Menurut Yari, Sinwar “sangat cerdik dan pandai serta tahu bagaimana menggunakan pesonanya untuk keuntungannya.”

Ketika Shinwar mengatakan bahwa Israel harus dihancurkan dan tidak ada tempat bagi orang Yahudi di Palestina, “dia kemudian bercanda, ‘Kami akan menyingkirkanmu.’

Sinwar menjadi fasih berbahasa Ibrani selama berada di penjara.

Sinwar dibebaskan pada tahun 2011 sebagai bagian dari kesepakatan yang membebaskan 1.027 tahanan Palestina dan Arab-Israel dari penjara dengan imbalan seorang tawanan Israel, tentara IDF Gilad Shalit.

Shariet diculik oleh adik laki-laki pemimpin militer Hamas Shinwar dan lainnya dan ditawan selama lima tahun.

Sejak itu, Shinwar menyerukan penculikan tentara Israel.

Saat ini, Israel telah mengakhiri pendudukannya di Jalur Gaza dan Hamas berkuasa setelah memenangkan pemilu dan memecat banyak anggota partai Fatah, saingannya Yasser Arafat, dari posisi-posisi penting. Disiplin yang brutal

Michael mengatakan, ketika Shinwar kembali ke Gaza, dia langsung diterima sebagai pemimpin.

Reputasinya sebagai anggota pendiri Hamas yang mengorbankan nyawanya selama bertahun-tahun di penjara Israel sangat mempengaruhi penerimaannya.

Segera setelah keluar dari penjara, Sinwar juga membentuk aliansi dengan Brigade Izzuddin al-Qassam dan Kepala Staf Marwan Issa.

Pada tahun 2013, ia terpilih menjadi anggota Politbiro Hamas di Jalur Gaza dan menjadi direkturnya pada tahun 2017.

Adik laki-laki Shinwar, Mohammed, juga aktif di Hamas. Ia mengaku selamat dari beberapa upaya pembunuhan Israel sebelum dinyatakan meninggal oleh Hamas pada tahun 2014.

Beberapa laporan media menunjukkan bahwa dia masih hidup dan aktif di sayap militer Hamas, bersembunyi di terowongan bawah tanah di Gaza dan bahkan berpartisipasi dalam serangan 7 Oktober terhadap Israel.

Reputasi kebrutalan Sinwar membuatnya mendapat julukan Khan Yunis si Pencuri.

Dia diyakini bertanggung jawab atas penangkapan, penyiksaan dan pembunuhan komandan Hamas Mahmoud Istiwi pada tahun 2015, yang dituduh melakukan homoseksualitas dan penculikan.

Pada tahun 2018, ribuan warga Palestina menyatakan dukungannya terhadap pelanggaran pagar perbatasan yang memisahkan Jalur Gaza dan Israel dalam pernyataannya kepada media internasional.

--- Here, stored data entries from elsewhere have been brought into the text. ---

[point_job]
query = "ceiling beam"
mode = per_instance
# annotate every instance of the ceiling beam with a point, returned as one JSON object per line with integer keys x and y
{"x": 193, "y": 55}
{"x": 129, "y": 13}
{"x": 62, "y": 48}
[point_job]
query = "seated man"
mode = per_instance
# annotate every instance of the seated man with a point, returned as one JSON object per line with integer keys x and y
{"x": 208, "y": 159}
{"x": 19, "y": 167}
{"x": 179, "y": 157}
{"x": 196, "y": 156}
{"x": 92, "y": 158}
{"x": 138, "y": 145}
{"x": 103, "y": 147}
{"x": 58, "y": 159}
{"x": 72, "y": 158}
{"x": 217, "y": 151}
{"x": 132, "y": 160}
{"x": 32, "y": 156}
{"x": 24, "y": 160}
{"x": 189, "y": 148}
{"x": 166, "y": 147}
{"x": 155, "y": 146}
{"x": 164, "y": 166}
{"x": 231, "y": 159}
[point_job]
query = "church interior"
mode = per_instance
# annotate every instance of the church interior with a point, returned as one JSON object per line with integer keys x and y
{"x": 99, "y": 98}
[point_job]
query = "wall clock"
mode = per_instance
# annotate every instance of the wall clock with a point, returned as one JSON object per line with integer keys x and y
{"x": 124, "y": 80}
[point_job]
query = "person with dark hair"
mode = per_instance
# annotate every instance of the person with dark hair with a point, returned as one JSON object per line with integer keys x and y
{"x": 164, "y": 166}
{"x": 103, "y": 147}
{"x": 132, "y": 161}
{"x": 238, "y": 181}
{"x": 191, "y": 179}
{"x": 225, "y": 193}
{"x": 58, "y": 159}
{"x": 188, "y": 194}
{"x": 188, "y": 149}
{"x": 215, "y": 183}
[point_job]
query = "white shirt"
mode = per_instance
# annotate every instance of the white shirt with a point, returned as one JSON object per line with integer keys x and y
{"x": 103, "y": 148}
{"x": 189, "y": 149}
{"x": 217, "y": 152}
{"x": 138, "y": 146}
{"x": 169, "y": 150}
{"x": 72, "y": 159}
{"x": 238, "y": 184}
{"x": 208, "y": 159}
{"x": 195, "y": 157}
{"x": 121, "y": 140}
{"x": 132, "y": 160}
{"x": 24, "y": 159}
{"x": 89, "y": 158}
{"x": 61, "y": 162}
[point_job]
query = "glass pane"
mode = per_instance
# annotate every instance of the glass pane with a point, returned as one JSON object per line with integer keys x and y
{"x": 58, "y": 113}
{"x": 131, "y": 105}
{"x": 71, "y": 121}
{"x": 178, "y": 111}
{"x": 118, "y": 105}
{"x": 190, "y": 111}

Bantuan tersebut diberikan sebagai bagian dari protes terhadap pemindahan Kedutaan Besar AS dari Tel Aviv ke Yerusalem.

Belakangan tahun itu, dia mengklaim dirinya aman dari upaya pembunuhan oleh warga Palestina yang mendukung saingannya Otoritas Palestina (PA) di Tepi Barat.

Namun dia juga menunjukkan sisi praktisnya.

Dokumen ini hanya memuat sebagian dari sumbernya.